Ceviche Old St review – An impressive interplay between texture and flavour

Ceviche Old St review by Will Squires

A shadow announces Old St’s Ceviche. A metal logo, lit from above and projecting across the brickwork of the building, serves as a conveniently artistic introduction to a meal filled with cleverness, the interplay between texture and flavour mirroring the sign’s dance between light and dark.

Ceviche Old St is the latest offering from Peruvian chef, Martin Morales, the curator of Ceviche Soho and Andina. The restaurant is nestled within the historical ground floor of the former Alexandra Trust Dining Rooms, built over a century ago to feed the poor of Hackney and Islington.

 

The building itself is grand; richly appointed mahogany furniture, colossal chandeliers, and a vaguely Imperial brasserie feel – were it not for the throbbing Latino beat sashaying throughout, you might feel transported back to the British Raj. Upon opening the menu, I’m hesitant. I’m a strong believer in the less-is-more philosophy. Ceviche boasts an impressive if slightly daunting array of submenus; Nibbles, Ceviche, grill, classics, rotisserie, sides, kitchen sink. In an effort to allay my fears, I consult the waiter, an effortlessly charming gentleman named Jacopo who possesses an encyclopaedic knowledge of ceviche. The restaurant stocks an impressive selection of South American wines, the Single Vineyard Carmenere being a winner, and a pisco-orientated cocktail menu, with an ‘impostors’ menu of botanical-infused piscos meant to mimic the flavours of gin, whisky, rum and tequila.

Delving into the nibbles, we’re impressed by the Golazos de Chicharrón; gorgeously appointed steamed buns in the style of current-capital-favourites Bao. Redolent with confit pork belly and a punchy salsa, the killer hit is served by perfect cubes of watermelon, providing a fresh twist to the often overpowering richness of pork belly.

Ceviche itself is a strange food. Most dishes have a basis for comparison with another – I’ve heard arguments that ceviche is the South American tartare, but I’m not sure that holds either. The Trujillo tiradito is beautiful; long, sushi-like cuts of sea-bass marinated in a rocoto chili tiger’s milk. The fish itself is beautifully rich, but I find the Greek yoghurt accompaniment too tart, detracting from the balance of citrus so delicately applied to the fish.

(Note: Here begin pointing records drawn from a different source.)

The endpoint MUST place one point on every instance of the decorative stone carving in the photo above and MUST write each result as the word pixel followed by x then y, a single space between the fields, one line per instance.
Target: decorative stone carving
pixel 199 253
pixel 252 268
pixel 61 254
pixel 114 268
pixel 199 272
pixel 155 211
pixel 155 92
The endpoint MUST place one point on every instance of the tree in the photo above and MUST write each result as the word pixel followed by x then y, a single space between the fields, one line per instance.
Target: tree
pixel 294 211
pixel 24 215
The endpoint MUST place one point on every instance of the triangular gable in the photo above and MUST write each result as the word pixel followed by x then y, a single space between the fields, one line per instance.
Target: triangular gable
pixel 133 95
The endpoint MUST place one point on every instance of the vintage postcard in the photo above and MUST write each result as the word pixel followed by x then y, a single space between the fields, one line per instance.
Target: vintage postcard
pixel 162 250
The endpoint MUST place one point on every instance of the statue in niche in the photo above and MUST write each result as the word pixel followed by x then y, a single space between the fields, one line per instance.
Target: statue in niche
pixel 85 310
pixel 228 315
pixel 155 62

You’ll find no complaints hear about the next dish. The Carnaval de Conchitas is aptly named. Hand-dived scallops are cured with a mandarin tiger’s milk, and served nestled up against the most impressively cut avocado I have ever seen. Sliced ludicrously finely, the fat-content leaves it perfectly opaque, the nutty richness of the avocado serving as a decadent counterpoint to the scallop. I could write on and on about this dish – the tiger’s milk is fantastically volatile, launching an olfactory expedition into your skull.

Less impressive is the lobster tail from the grill section. It’s the most expensive item on the menu, yet it lacks the delicacy or consideration of the other dishes, giving the impression that it’s a panacea to people with more money than sense. The roast duck, marinated in Mirasol chili and orange, is excellent, if confusing. There’s an almost bovine quality to it; incredibly rich, incredibly dense. It’s the sort of dish you have to pause before returning to; each bite requires time to contemplate. Meanwhile the pastel de Choclo, a corn and feta savoury cake is crowned with a mound of gloriously ripe tomato and olive, cleanses and excites the palate in a one-two haymaker combination. The cake itself is poignantly Mexican, a sort of upper-class cornbread that is swiftly demolished.

To finish, we share the picarones – pumpkin doughnuts drizzled with chancaca honey and cinnamon ice cream. The doughnuts themselves are passable, but the heavy weight of the pumpkin denies them the fluffy lightness of a truly great doughnut. The only critique of the cinnamon ice cream is, perhaps, that there isn’t enough of it.

Ceviche Old St is an impressive restaurant. Skilled staff help to make the most of a complex menu – all of the recommendations were fantastic. The food is exciting, beautiful and easy to share, giving you plenty to talk about over dinner. Just make sure you go for the scallop.